Note that all these namespaces (the 11 contexts) defined in ~/.kube/config do have pods and are shown from all the other tools correctly including k9s, kubectl, OpenLens 6.2.6.

Nokel81 commented 1 year ago

Okay thanks.

One question. Do you have list namespace permissions for this Kube cluster?

dmarjanovic commented 1 year ago

@Nokel81 yes, I can list namespaces everywhere.

dmarjanovic commented 1 year ago

@Nokel81 not sure if anyone is still looking into this issue but shouldn't it be open as it's regression in 6.3.0 and still not fully resolved in 6.4.0-alpha.3 comparing to 6.2.6? Tnx

Nokel81 commented 1 year ago

@dmarjanovic for 6.4.0-alpha.3 do you have "accessible namespaces" configured for those? That might cause this, though it should be stable. We plan to make this more resilient against network failures.

dmarjanovic commented 1 year ago

@Nokel81 yes, "accessible namespaces" was indeed configured for every "cluster". So workaround is to remove "accessible namespaces" from every "cluster" then issue is not reproducible any more for me. Tested with 6.4.0-alpha.3. Also, workaround "works" kind of with 6.3.0 too but that version is much less stable.

Should I report separate issue for "accessible namespaces" or you have it on your radar? Thank you

Nokel81 commented 1 year ago

So that list is really only supposed to be fore when a "cluster" (or more specifically the user associated with the context within a Kubeconfig file) does not have LIST namespace permissions.

Namely, if you configure those then we only will look at those namespaces when determining the "resources to show". So it would only be a bug if the same cluster changes which resources it shows when reconnected to.

If IIRC that is indeed what you said was happening, right?

djarami726 commented 1 year ago

Same issue on Windows - doesn't work on 6.3.0 nor 6.4.0-alpha.3. I was not able to find 6.2.6 installer - only found 6.2.5 and it didn't work with that one either. I don't see the cluster, nodes options and no items listed under overview. This problem happens on one of my AKS clusters, I have several others where these items show up fine. I'm able to do get pods -A and get ns -A.

If you want me to try 6.2.6, please share a link for windows that I can try.

dmarjanovic commented 1 year ago

So that list is really only supposed to be fore when a "cluster" (or more specifically the user associated with the context within a Kubeconfig file) does not have LIST namespace permissions.
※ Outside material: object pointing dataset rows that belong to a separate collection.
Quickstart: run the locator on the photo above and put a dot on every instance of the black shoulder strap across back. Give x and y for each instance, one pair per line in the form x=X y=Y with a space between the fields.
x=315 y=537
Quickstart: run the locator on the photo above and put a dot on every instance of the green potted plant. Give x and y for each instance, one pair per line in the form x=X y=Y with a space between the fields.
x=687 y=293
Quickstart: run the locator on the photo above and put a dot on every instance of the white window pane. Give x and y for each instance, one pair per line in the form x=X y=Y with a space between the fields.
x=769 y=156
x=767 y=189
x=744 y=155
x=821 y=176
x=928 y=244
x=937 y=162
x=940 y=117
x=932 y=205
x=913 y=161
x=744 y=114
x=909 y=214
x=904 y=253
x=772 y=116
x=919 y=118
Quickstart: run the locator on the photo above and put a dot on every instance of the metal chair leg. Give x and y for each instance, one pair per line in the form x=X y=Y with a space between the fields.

@Nokel81 I see, thanks for the explanation. To keep it sane my colleagues and I will do more tests when next iteration is available via brew. Will then also re-check with my colleagues that do not have LIST namespace permission and see if it's blocking them or they experience issue (since for me not using "accessible namespaces" works just fine for now). Thank you

vbabenkoru commented 1 year ago

I got the same issue, 6.2.* is working fine. We're running EKS.
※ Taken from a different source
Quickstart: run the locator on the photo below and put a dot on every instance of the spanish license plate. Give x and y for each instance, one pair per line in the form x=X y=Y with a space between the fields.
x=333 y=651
tintranvan commented 1 year ago

I am using EKS, for Service Account Role i have add one more ClusterRole and ClusterRoleBinding to allow Service Account who can get namespace

 kind: ClusterRole
apiVersion: rbac.authorization.k8s.io/v1
metadata:
  name: namespace-list-role
rules:
- apiGroups: [""]
  resources: ["namespaces"]
  verbs: ["get", "list", "watch"]
---
apiVersion: rbac.authorization.k8s.io/v1
kind: ClusterRoleBinding
metadata:
  name: namespace-list-role
roleRef: 
  apiGroup: rbac.authorization.k8s.io
  kind: ClusterRole
  name: namespace-list-role
subjects: # points to my ServiceAccount
- kind: Group
  name: ns-fullaccess-group
  apiGroup: rbac.authorization.k8s.io

Beside namespace permission for EKS Accounts with Role and RoleBinding It works well for me.